IIRC the wisdom of the time cloud started becoming popular was to always be on-prem and use cloud to scale up when demand spiked. But over time temporarily scaling up became permanent, and devs became reliant on instantly spawning new machines for things other than spikes in demand and now everyone defaults to cloud and treats it as the baseline. In the process we lost the grounding needed to assess the real cost of things and predictably the cost difference between cloud and on-prem has only widened.
> IIRC the wisdom of the time cloud started becoming popular was to always be on-prem and use cloud to scale up when demand spiked.
I've heard that before but was never able to make sense of it. Overflowing into the cloud seems like a nightmare to manage, wouldn't overbuilding on-prem be cheaper than paying your infra team to straddle two environments?
I've setup on-prem environments that would automatically and transparently spill workload to the cloud when we ran out of on-prem capacity. The prerequisite is that your operations people need to have strong automation skills, there can't be any human button-pushers in the loop, but it really isn't that much work nor does it require unusual technical skill if you have a competent operations environment. Once everything is wired up, it mostly just works. Even the devs often don't know whether their workloads are running on-prem or in the cloud.
An under-rated aspect of this is that it provides detailed data for planning the expansion of the on-prem environment, including changes in how the hardware is being used.

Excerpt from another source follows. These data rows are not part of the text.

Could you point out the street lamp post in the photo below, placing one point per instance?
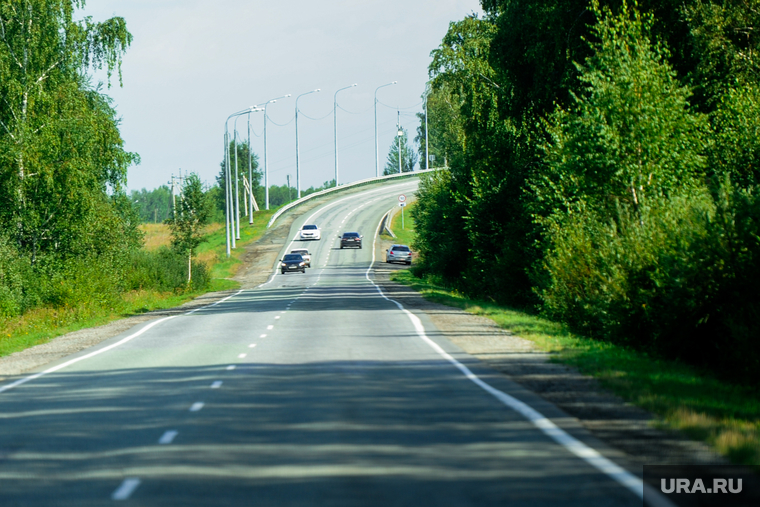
(335, 121)
(377, 156)
(266, 166)
(298, 153)
(237, 179)
(400, 133)
(229, 218)
(250, 174)
(427, 155)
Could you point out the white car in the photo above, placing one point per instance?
(305, 254)
(309, 232)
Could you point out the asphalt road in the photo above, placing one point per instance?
(311, 390)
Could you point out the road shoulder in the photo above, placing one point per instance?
(607, 417)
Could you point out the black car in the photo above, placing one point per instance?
(291, 263)
(351, 239)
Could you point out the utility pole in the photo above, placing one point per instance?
(377, 156)
(250, 174)
(427, 155)
(335, 122)
(174, 202)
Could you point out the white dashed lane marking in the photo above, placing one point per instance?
(126, 489)
(167, 437)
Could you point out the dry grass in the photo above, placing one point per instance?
(158, 235)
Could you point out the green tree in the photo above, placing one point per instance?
(153, 205)
(190, 216)
(242, 160)
(61, 153)
(630, 134)
(408, 156)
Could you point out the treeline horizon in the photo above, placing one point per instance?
(604, 166)
(69, 237)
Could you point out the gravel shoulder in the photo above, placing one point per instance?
(617, 423)
(607, 417)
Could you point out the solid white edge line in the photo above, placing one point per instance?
(105, 349)
(572, 444)
(128, 486)
(82, 358)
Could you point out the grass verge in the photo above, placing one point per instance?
(404, 235)
(43, 324)
(705, 408)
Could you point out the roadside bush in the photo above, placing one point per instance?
(441, 238)
(163, 270)
(11, 280)
(678, 279)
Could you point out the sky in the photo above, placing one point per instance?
(193, 63)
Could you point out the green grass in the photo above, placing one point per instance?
(215, 249)
(725, 416)
(405, 235)
(43, 324)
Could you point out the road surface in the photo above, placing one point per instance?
(311, 390)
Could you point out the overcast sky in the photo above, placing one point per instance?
(194, 62)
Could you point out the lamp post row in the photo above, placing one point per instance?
(232, 207)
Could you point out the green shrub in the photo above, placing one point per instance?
(163, 270)
(679, 278)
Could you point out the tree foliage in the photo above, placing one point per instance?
(67, 227)
(190, 216)
(604, 155)
(400, 149)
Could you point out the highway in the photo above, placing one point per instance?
(313, 389)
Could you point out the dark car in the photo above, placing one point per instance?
(351, 239)
(399, 253)
(292, 262)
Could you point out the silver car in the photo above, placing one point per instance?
(305, 254)
(399, 253)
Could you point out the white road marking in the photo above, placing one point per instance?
(572, 444)
(126, 489)
(82, 358)
(105, 349)
(275, 272)
(168, 437)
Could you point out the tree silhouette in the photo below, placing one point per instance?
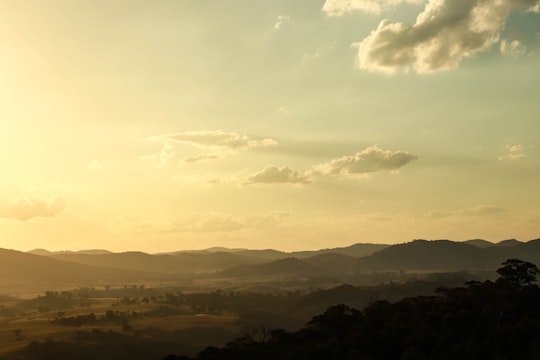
(518, 273)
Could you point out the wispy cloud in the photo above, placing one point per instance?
(370, 160)
(218, 139)
(535, 8)
(26, 209)
(280, 175)
(95, 166)
(216, 143)
(280, 21)
(445, 33)
(482, 210)
(514, 152)
(341, 7)
(219, 222)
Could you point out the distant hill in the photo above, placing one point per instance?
(284, 267)
(479, 243)
(447, 255)
(355, 250)
(20, 270)
(162, 263)
(509, 243)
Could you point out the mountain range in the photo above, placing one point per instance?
(345, 264)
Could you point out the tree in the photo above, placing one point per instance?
(518, 273)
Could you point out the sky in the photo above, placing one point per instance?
(290, 124)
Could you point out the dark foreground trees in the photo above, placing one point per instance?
(489, 320)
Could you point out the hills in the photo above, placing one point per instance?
(353, 264)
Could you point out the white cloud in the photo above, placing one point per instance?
(482, 210)
(514, 152)
(513, 48)
(280, 21)
(26, 209)
(218, 139)
(95, 166)
(201, 157)
(370, 160)
(341, 7)
(219, 222)
(445, 33)
(535, 8)
(280, 175)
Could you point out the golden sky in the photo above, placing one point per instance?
(166, 125)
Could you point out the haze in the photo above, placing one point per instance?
(167, 125)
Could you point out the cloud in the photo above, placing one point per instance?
(482, 210)
(218, 139)
(26, 209)
(201, 157)
(535, 8)
(370, 160)
(341, 7)
(280, 21)
(218, 222)
(513, 48)
(280, 175)
(514, 152)
(445, 33)
(95, 166)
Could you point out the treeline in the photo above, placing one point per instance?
(481, 320)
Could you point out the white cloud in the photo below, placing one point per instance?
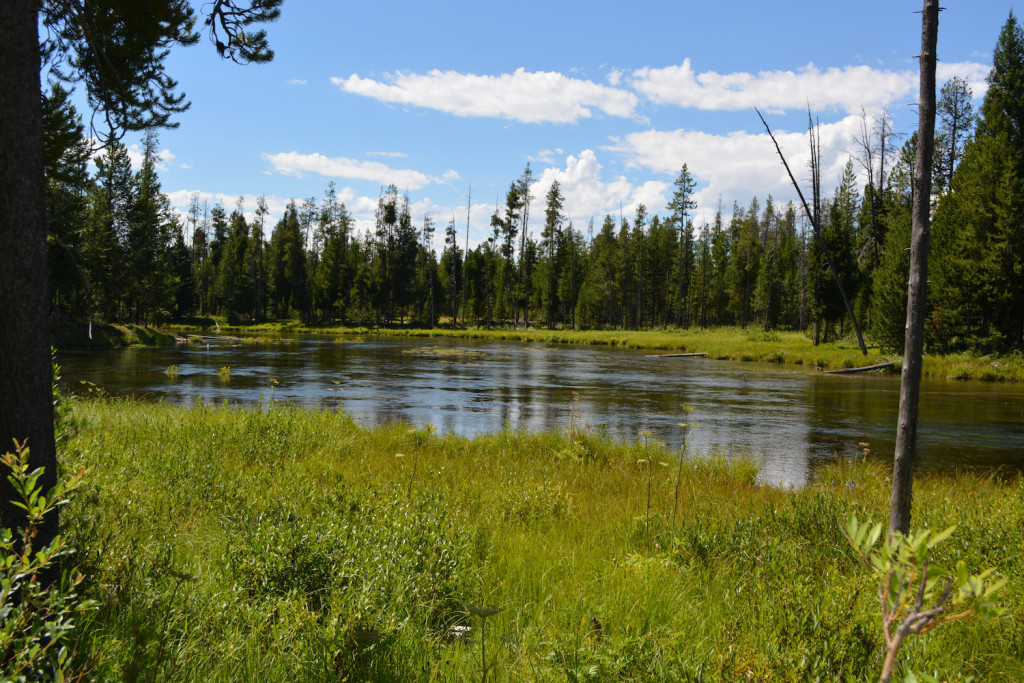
(738, 166)
(522, 95)
(293, 163)
(588, 195)
(848, 88)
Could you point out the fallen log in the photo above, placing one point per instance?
(850, 371)
(675, 355)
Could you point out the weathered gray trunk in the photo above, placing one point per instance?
(906, 430)
(26, 399)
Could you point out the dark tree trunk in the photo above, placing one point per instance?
(906, 430)
(26, 373)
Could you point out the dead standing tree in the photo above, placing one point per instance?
(812, 216)
(906, 430)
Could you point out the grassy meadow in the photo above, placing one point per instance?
(721, 343)
(281, 544)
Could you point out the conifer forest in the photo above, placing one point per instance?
(119, 252)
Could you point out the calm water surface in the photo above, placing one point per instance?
(788, 418)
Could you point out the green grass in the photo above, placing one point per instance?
(287, 544)
(721, 343)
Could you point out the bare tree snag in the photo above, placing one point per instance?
(906, 430)
(813, 217)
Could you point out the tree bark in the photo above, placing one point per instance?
(26, 372)
(906, 430)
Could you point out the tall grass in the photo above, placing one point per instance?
(287, 544)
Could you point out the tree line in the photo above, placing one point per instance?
(119, 252)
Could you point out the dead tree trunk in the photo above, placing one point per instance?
(906, 430)
(813, 217)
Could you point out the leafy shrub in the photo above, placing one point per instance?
(36, 620)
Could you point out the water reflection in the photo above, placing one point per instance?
(787, 418)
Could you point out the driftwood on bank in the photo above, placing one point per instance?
(676, 355)
(850, 371)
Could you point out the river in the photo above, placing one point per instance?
(791, 419)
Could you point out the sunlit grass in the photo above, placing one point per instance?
(727, 343)
(287, 544)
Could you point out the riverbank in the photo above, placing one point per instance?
(68, 334)
(284, 544)
(720, 343)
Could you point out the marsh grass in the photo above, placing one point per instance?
(287, 544)
(726, 343)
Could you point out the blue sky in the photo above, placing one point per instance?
(609, 98)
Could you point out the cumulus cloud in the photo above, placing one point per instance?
(847, 88)
(293, 163)
(522, 95)
(740, 165)
(588, 195)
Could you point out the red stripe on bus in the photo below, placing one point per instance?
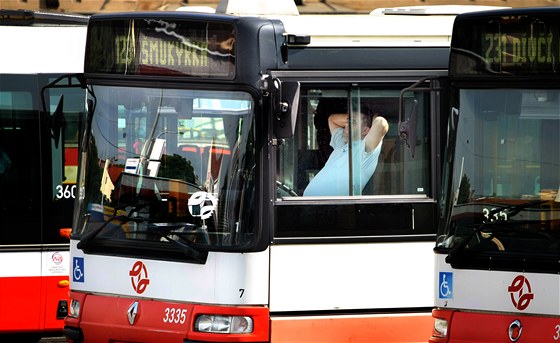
(30, 303)
(366, 329)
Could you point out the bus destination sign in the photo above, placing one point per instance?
(161, 48)
(514, 45)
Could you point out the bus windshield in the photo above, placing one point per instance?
(504, 192)
(168, 167)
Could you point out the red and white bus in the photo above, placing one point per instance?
(38, 165)
(203, 132)
(498, 252)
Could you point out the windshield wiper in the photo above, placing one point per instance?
(165, 231)
(86, 239)
(512, 210)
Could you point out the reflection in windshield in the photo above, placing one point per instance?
(504, 194)
(168, 166)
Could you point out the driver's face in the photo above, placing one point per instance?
(364, 129)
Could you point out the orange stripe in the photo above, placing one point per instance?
(374, 328)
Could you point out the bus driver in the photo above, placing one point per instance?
(333, 179)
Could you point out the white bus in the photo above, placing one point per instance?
(38, 165)
(203, 133)
(497, 252)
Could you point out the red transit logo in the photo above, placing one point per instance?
(139, 277)
(520, 292)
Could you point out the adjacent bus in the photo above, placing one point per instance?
(497, 252)
(38, 165)
(203, 131)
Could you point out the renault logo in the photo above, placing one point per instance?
(514, 330)
(132, 312)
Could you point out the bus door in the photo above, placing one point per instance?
(341, 239)
(38, 162)
(64, 101)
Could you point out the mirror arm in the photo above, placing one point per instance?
(407, 128)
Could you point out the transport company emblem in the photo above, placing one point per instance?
(514, 330)
(520, 292)
(132, 312)
(139, 277)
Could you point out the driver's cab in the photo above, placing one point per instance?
(302, 156)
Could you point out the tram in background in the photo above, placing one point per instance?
(498, 246)
(38, 165)
(203, 131)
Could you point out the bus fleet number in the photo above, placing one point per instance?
(175, 315)
(66, 191)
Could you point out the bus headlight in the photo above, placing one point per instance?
(74, 308)
(440, 328)
(223, 324)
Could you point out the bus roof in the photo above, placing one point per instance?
(41, 42)
(398, 26)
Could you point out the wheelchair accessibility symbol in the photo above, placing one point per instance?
(78, 269)
(445, 285)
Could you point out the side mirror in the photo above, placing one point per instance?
(407, 129)
(56, 121)
(285, 102)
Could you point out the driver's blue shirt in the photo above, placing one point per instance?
(333, 178)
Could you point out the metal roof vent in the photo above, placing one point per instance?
(258, 7)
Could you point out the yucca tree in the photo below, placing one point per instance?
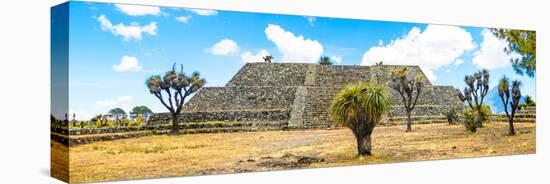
(360, 107)
(177, 86)
(408, 88)
(477, 87)
(268, 58)
(325, 60)
(504, 93)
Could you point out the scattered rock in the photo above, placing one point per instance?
(289, 161)
(309, 160)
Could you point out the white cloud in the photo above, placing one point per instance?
(203, 12)
(458, 62)
(311, 20)
(491, 53)
(224, 47)
(127, 64)
(248, 57)
(124, 98)
(121, 101)
(431, 49)
(128, 32)
(183, 19)
(294, 48)
(138, 10)
(336, 59)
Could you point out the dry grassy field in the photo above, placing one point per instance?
(199, 154)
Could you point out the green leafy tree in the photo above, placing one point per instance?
(477, 87)
(408, 88)
(452, 117)
(360, 107)
(325, 60)
(117, 114)
(144, 111)
(504, 93)
(176, 86)
(529, 101)
(523, 43)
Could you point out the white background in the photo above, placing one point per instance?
(24, 90)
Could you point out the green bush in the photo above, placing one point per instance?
(472, 120)
(452, 116)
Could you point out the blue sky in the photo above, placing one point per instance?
(114, 48)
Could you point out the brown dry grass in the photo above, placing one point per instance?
(197, 154)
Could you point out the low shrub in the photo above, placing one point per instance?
(452, 116)
(472, 120)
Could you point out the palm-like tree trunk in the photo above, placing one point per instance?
(363, 134)
(511, 130)
(175, 125)
(409, 122)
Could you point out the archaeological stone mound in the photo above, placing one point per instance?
(296, 95)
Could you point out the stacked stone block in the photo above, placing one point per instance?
(299, 95)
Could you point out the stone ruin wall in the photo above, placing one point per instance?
(300, 94)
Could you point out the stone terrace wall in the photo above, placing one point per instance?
(434, 101)
(301, 94)
(241, 98)
(342, 75)
(270, 74)
(205, 116)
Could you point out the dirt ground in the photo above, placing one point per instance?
(199, 154)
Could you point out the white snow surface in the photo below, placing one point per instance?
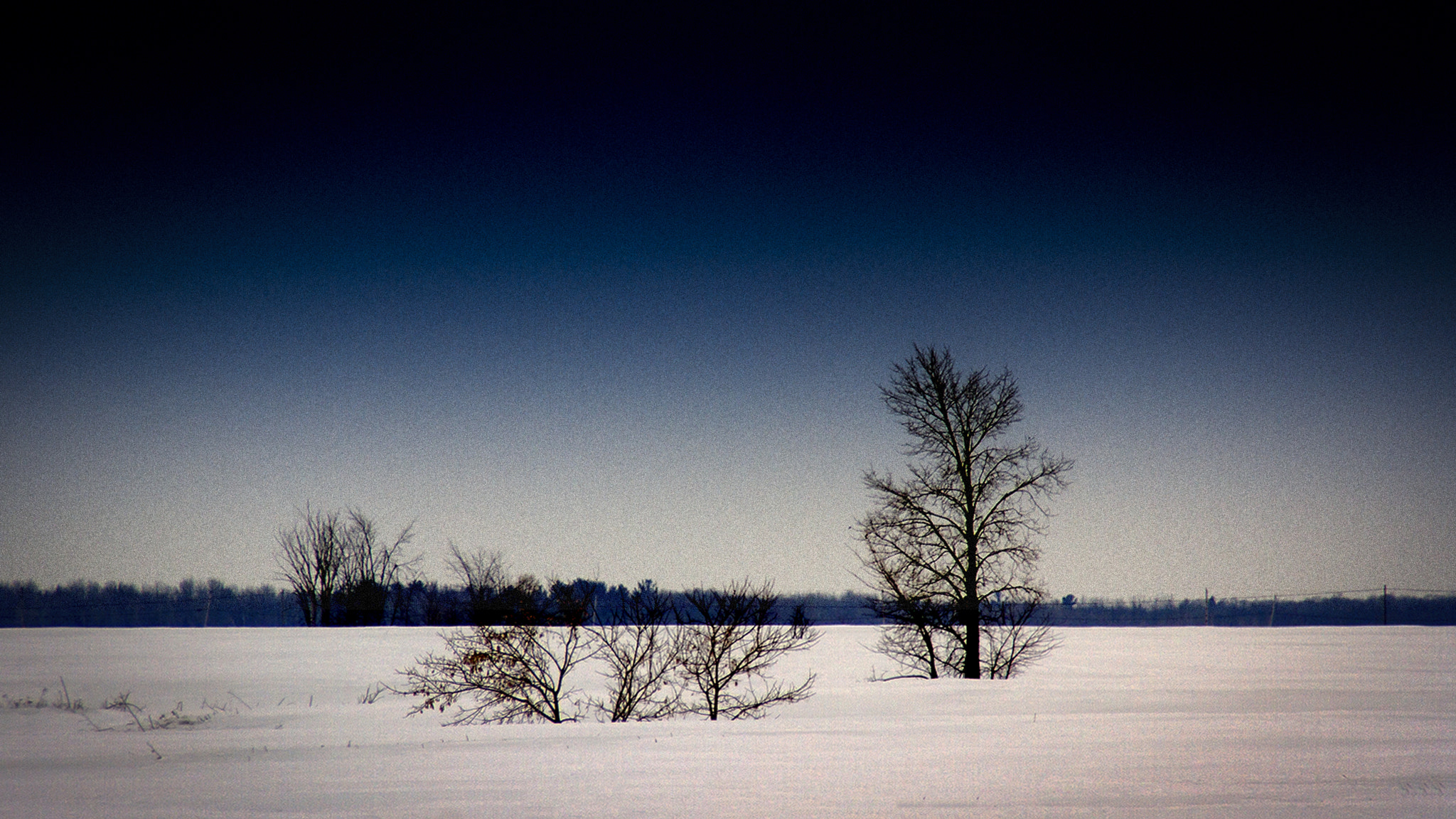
(1115, 722)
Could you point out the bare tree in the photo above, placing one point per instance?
(641, 659)
(373, 567)
(314, 559)
(729, 641)
(951, 548)
(503, 674)
(483, 576)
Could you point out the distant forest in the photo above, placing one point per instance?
(215, 604)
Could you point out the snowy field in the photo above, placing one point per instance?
(1160, 722)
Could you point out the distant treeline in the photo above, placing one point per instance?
(213, 604)
(1369, 606)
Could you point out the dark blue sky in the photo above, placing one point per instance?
(612, 291)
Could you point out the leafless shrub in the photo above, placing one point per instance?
(641, 656)
(725, 646)
(503, 674)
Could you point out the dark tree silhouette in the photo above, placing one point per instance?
(951, 548)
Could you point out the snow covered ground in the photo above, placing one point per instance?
(1160, 722)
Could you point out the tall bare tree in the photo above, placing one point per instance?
(373, 567)
(340, 567)
(312, 560)
(951, 548)
(483, 576)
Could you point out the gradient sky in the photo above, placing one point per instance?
(614, 291)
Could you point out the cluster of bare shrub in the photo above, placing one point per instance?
(708, 656)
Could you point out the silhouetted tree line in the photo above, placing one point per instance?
(213, 604)
(1410, 608)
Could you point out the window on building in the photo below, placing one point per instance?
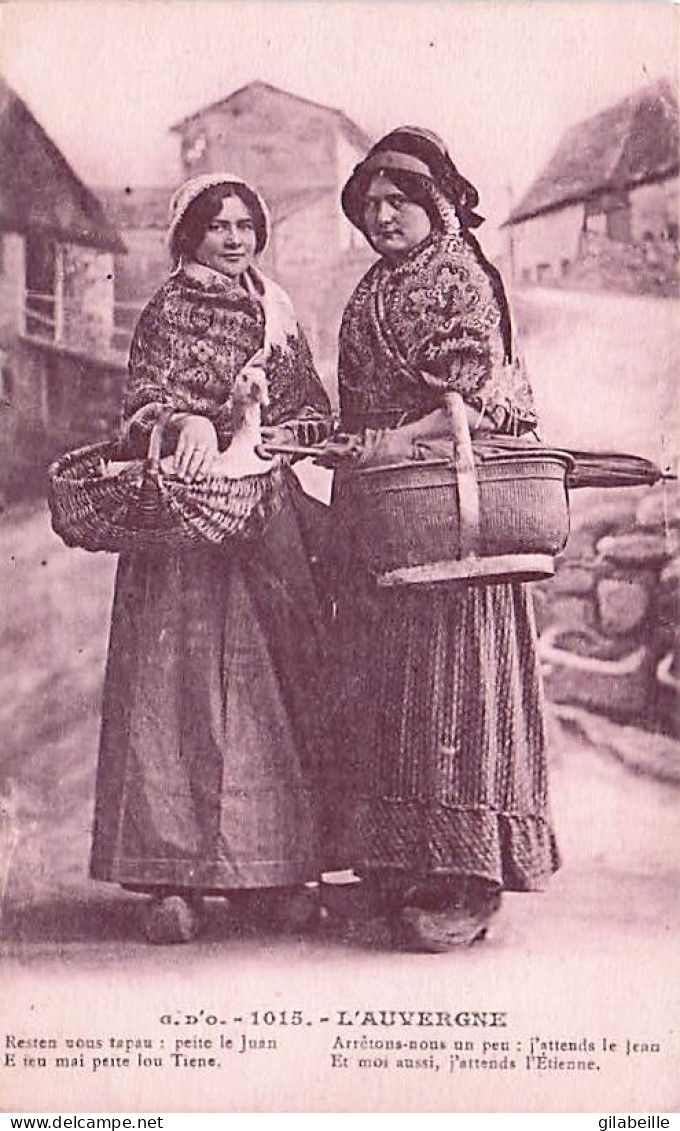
(618, 225)
(41, 287)
(7, 383)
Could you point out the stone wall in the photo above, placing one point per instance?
(609, 619)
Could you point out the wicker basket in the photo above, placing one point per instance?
(143, 507)
(462, 518)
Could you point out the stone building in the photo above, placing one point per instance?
(604, 210)
(298, 153)
(57, 261)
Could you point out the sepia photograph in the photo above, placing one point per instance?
(340, 545)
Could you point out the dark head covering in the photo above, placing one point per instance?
(412, 149)
(420, 157)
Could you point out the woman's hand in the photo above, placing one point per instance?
(278, 436)
(197, 448)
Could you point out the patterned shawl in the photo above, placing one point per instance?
(428, 324)
(195, 336)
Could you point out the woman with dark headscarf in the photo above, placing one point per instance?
(439, 797)
(211, 735)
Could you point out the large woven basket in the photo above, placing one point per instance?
(462, 518)
(144, 507)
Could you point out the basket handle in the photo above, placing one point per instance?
(155, 443)
(466, 480)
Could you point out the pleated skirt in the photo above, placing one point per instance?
(441, 757)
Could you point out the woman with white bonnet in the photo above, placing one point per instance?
(211, 734)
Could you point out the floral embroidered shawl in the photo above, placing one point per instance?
(195, 336)
(428, 324)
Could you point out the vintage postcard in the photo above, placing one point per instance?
(340, 557)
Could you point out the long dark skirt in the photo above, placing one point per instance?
(441, 768)
(212, 723)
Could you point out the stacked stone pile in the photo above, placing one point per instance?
(609, 620)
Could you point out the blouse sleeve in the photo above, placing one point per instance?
(147, 389)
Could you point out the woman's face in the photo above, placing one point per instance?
(230, 241)
(394, 224)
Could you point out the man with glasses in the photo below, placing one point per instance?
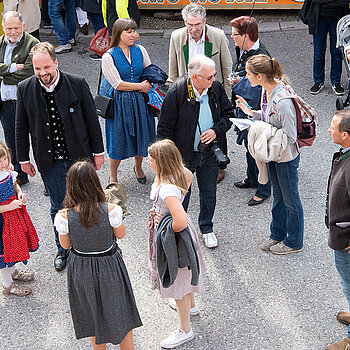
(195, 113)
(199, 38)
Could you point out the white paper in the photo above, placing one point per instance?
(242, 124)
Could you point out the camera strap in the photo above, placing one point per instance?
(192, 98)
(191, 95)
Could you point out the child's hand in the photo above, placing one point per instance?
(22, 197)
(15, 204)
(156, 219)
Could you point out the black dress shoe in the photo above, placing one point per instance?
(60, 261)
(21, 181)
(242, 184)
(255, 202)
(141, 180)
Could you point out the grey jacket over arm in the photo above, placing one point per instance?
(174, 251)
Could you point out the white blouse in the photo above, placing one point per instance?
(115, 217)
(110, 71)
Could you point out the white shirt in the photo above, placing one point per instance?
(52, 86)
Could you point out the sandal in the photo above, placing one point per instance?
(17, 289)
(23, 276)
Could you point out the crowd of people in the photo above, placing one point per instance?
(54, 113)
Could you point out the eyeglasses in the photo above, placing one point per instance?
(195, 25)
(209, 78)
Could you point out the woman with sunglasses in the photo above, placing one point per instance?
(287, 225)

My experience is that this is a good model. On-prem is about 1/3 the cost of the cloud, fully burdened, in my experience but being able to transparently spill to the cloud mitigates the capacity and supply chain risks that come with on-prem.
It is effectively a cheap insurance policy.
As someone with experience with a company that did hybrid, I’ll say: it only makes sense if your infra team deeply understands computers.
The end state is “just some IaC,” wherein it doesn’t really matter to anyone where the application lives, but all of the underlying difficulties in getting to that state necessitate that your team actually, no-shit knows how distributed systems work. They’re going to be doing a lot of networking configuration, for one, and that’s a whole speciality.